Since Google bought Nest, the Smarthome has been on cruise control, and it has spent most of its time in the fast lane. But this week it had to pull over for a pit stop, and spent some time in the latrine.
First on the company front. As a player in the Smarthome, we can be the first to attest that hardware is a tough business. And this last week saw signs of what may be two of the first casualties in the space. Wink is said to be up for sale after a number of stumbles, including a high profile recall related to a security problem. And Leeo, a smart lighting and security company, just announced they will be laying off 30% of their staff after raising $39M only 9 months ago.
If that wasn't enough, Argus Insights reported that consumer interest in the Smarthome is tailing off.
Cadie Thompson from Business Intelligence talked to Frank Gillett from Forrester Reasearch about this trend. “One of the things that we hear in our qualitative surveys is people being really concerned about value. Some of them are skeptical.” Gillett said. “But it’s definitely on the early side and people are definitely interested in small, discreet purchases rather than some kind of complex, big thing.”
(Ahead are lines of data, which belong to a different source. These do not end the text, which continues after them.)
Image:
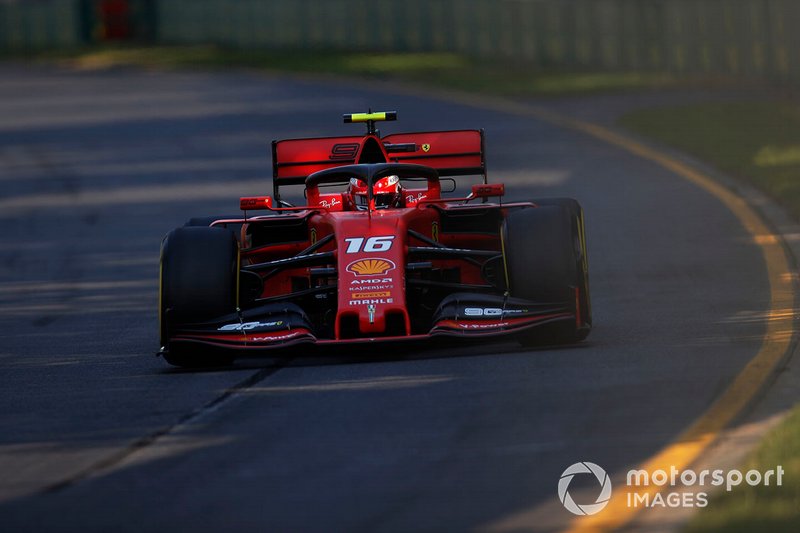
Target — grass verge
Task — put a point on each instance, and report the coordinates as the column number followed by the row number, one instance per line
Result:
column 757, row 141
column 440, row 69
column 761, row 508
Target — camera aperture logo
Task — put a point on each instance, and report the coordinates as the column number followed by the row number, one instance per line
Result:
column 665, row 488
column 584, row 467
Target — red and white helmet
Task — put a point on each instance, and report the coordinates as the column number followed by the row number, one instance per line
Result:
column 387, row 192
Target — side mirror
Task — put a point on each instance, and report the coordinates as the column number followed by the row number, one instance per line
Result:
column 488, row 190
column 253, row 203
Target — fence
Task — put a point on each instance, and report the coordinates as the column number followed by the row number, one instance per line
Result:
column 740, row 37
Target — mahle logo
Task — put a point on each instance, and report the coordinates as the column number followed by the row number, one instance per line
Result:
column 584, row 467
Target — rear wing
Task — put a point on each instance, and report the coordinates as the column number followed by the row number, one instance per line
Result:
column 451, row 153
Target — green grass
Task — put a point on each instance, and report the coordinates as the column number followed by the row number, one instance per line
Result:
column 436, row 69
column 760, row 508
column 758, row 141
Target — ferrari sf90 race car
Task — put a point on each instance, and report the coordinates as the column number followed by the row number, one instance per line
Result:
column 378, row 253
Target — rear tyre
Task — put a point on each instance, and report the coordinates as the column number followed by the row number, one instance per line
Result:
column 545, row 254
column 208, row 220
column 199, row 269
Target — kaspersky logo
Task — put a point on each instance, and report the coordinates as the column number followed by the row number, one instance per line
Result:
column 584, row 467
column 370, row 267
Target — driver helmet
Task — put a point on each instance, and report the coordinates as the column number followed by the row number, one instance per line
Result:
column 387, row 192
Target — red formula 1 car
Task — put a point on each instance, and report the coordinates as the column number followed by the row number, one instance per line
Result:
column 377, row 254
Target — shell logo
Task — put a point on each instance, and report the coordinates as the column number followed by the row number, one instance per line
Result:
column 370, row 267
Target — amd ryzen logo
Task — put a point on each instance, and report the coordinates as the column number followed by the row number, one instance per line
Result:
column 359, row 282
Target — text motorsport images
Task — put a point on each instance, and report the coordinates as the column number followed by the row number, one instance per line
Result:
column 644, row 489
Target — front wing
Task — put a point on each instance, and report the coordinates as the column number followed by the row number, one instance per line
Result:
column 458, row 317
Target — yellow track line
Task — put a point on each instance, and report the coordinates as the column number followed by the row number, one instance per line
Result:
column 778, row 339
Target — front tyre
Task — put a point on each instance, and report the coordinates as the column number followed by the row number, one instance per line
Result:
column 198, row 282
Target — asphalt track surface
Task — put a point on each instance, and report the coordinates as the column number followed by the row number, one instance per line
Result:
column 97, row 434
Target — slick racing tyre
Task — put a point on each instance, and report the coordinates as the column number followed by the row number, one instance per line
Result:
column 208, row 220
column 545, row 254
column 198, row 273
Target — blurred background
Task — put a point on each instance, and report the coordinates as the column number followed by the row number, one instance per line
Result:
column 738, row 37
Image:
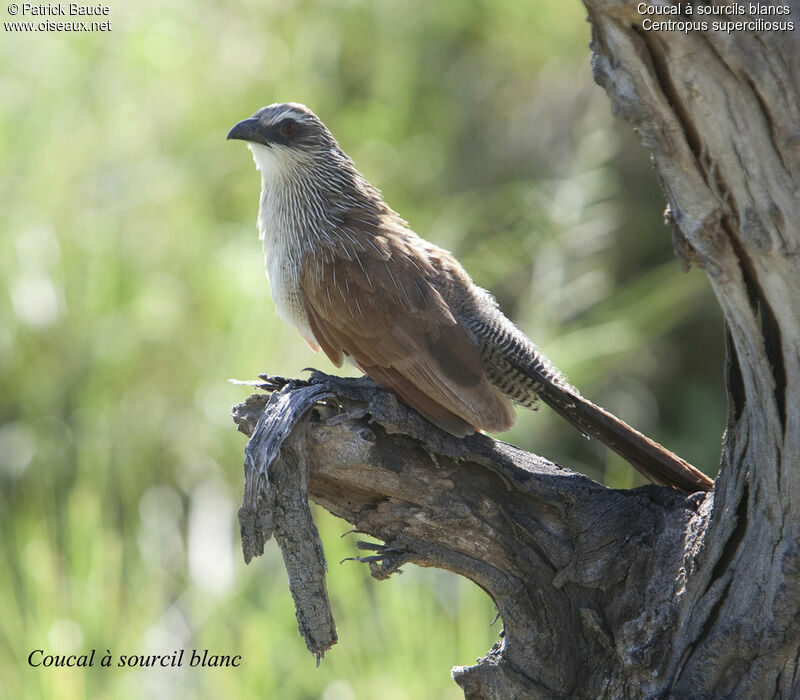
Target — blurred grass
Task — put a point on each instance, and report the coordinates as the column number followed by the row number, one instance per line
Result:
column 134, row 286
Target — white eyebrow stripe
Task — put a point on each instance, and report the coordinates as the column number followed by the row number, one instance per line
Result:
column 287, row 113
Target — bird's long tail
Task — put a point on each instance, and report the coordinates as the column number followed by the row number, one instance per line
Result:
column 516, row 367
column 651, row 459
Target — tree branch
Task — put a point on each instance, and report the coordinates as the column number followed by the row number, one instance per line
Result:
column 605, row 593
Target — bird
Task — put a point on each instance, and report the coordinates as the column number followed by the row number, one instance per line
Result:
column 359, row 284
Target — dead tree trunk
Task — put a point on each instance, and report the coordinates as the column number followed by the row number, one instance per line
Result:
column 602, row 593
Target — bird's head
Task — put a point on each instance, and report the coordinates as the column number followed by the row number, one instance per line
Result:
column 284, row 137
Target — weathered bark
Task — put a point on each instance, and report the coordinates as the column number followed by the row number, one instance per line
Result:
column 605, row 593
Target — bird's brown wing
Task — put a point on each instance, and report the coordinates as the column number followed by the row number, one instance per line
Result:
column 378, row 305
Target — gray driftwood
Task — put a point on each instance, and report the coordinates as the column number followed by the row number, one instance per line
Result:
column 602, row 593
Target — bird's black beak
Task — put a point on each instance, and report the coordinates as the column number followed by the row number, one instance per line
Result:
column 248, row 130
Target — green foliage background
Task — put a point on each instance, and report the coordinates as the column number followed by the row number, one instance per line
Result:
column 133, row 287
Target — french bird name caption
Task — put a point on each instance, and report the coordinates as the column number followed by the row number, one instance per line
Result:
column 193, row 658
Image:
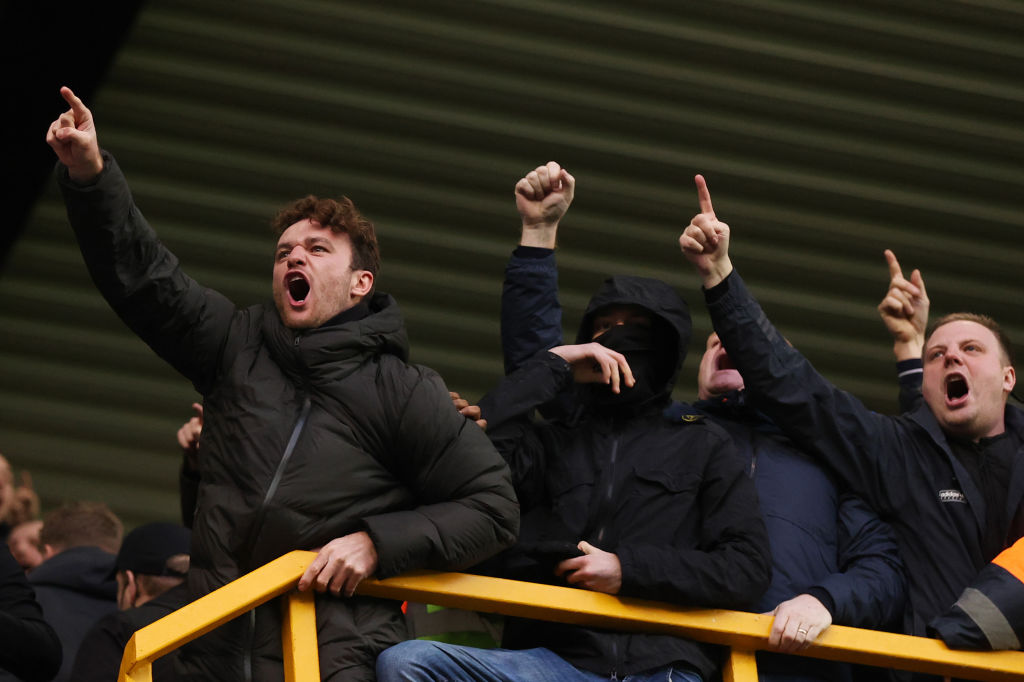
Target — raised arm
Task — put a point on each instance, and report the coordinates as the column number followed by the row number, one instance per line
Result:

Ok, so why on earth is a Smarthome company like Korner blogging about the demise of the Smarthome? Well here's the thing, we believe in the Smarthome, we just think that most people are going about it in the wrong way. The recent 'plateau' in Smarthome demand is the result of the early adopter market approaching saturation. Most products in the industry, with their price points and complexity, are tailored to this early adopter crowd, but are ill-suited for everybody else. As we've blogged about before, price and complexity are key to broader adoption. And as Gillett described in not so many words, people need a chance to stick their toe in the water, and then lean on the railing a bit as they guardedly edge into the shallow end of the pool. Forgive me for the redundancy overkill, but we believe most people really are going to be that cautious before they venture into the Smarthome. Our belief is that most normal folks see some value in the Smarthome, but not enough to fork out a couple of hundred dollars from the start.
That's why at Korner we took pains to strip down the notion of home security to its barest essentials, which allowed a price point that doesn't require a lot of soul searching to get to a purchase decision. At less that $100, most people can dip their toe in the water, instead of doing a cannonball into the deep end. And with zigbee, a standardized wireless platform, there are plenty of options for expansion in the future, when time and budget permit.
So although the Smarthome may be saddled to the commode this week, not to worry. It'll be back on the road in no time.